Even political admit to it. Todd Allbaugh, former chief of staff to Wisconsin State Sen. Dale Schultz (R), said Republican senators in the state were “giddy“ over the prospect of photo ID laws reducing turnout among Democratic voting groups. Indeed, U.S. Rep. Grothman (R-WI) proved the point when saying, in response to the Republican party’s chances in the upcoming election, that photo ID laws will “make a little bit of a difference.” These signs of “official discrimination,” whether in North Carolina or other parts of the country, show that voter suppression laws – including photo ID requirements – are aimed at keeping certain groups away from the polls.

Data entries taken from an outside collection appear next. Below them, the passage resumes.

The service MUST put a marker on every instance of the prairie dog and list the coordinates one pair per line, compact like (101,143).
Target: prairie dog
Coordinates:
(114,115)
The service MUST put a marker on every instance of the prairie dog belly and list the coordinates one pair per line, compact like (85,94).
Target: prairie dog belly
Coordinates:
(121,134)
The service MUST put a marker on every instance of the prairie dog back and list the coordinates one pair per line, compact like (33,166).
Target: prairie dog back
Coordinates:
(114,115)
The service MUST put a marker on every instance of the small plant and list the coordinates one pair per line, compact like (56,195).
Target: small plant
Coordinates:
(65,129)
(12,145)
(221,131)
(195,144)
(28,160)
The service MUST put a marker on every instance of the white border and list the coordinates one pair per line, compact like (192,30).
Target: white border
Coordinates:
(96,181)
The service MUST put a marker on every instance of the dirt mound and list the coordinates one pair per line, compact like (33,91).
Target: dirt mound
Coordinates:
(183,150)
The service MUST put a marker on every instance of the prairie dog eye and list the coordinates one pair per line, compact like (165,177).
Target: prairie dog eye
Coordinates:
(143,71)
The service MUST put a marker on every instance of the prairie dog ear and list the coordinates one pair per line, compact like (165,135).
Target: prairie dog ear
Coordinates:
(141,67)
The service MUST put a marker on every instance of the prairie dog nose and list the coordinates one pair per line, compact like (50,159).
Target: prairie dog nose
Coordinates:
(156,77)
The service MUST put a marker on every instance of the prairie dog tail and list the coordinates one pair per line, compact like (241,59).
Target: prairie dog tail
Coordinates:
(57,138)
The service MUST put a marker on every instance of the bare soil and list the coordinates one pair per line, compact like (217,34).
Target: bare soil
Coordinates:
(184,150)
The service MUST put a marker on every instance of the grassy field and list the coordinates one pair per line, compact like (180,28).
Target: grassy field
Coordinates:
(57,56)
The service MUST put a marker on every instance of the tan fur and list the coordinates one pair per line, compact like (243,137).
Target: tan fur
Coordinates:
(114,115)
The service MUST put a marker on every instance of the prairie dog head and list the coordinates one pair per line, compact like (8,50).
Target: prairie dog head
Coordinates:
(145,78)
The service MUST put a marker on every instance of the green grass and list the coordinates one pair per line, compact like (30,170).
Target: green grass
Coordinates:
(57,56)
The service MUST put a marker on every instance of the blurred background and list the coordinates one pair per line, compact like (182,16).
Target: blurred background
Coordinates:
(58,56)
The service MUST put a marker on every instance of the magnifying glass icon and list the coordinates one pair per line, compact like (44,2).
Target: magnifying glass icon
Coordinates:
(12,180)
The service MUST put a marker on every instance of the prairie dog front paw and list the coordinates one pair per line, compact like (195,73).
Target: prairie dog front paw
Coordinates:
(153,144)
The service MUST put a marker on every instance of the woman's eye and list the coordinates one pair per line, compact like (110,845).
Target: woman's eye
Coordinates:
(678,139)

Through 2006, the Voting Rights Act was reauthorized four times — always by overwhelmingly bipartisan votes — because the law worked. It stopped bad state laws from being passed or implemented, prevented discriminatory practices from taking hold, and moved the country, slowly but surely, toward equality. And some states welcomed it! It held them accountable and provided bright lines on what to do; it ensured elections systems that worked for all eligible voters.

We can’t undo Shelby – and can’t undo the thousands of rights lost over the past couple years – but we can move forward with a fix. The Voting Rights Advancement Act would restore many of the former law’s protections; but in response to the Supreme Court’s call for a more modern, flexible approach, the law would take into account jurisdictions’ present and future needs. If passed, it could block the kinds of laws North Carolina passed after Shelby, and ensure that all eligible voters retain full access to their constitutional right to vote.

Call on your members of Congress to pass the Voting Rights Advancement Act! For decades, our representatives crossed the partisan aisle to pass important voting rights legislation because it was the right thing to do. It was the American thing to do. They can restore our faith in democracy – and in a government truly representative of all the people – by making this move now.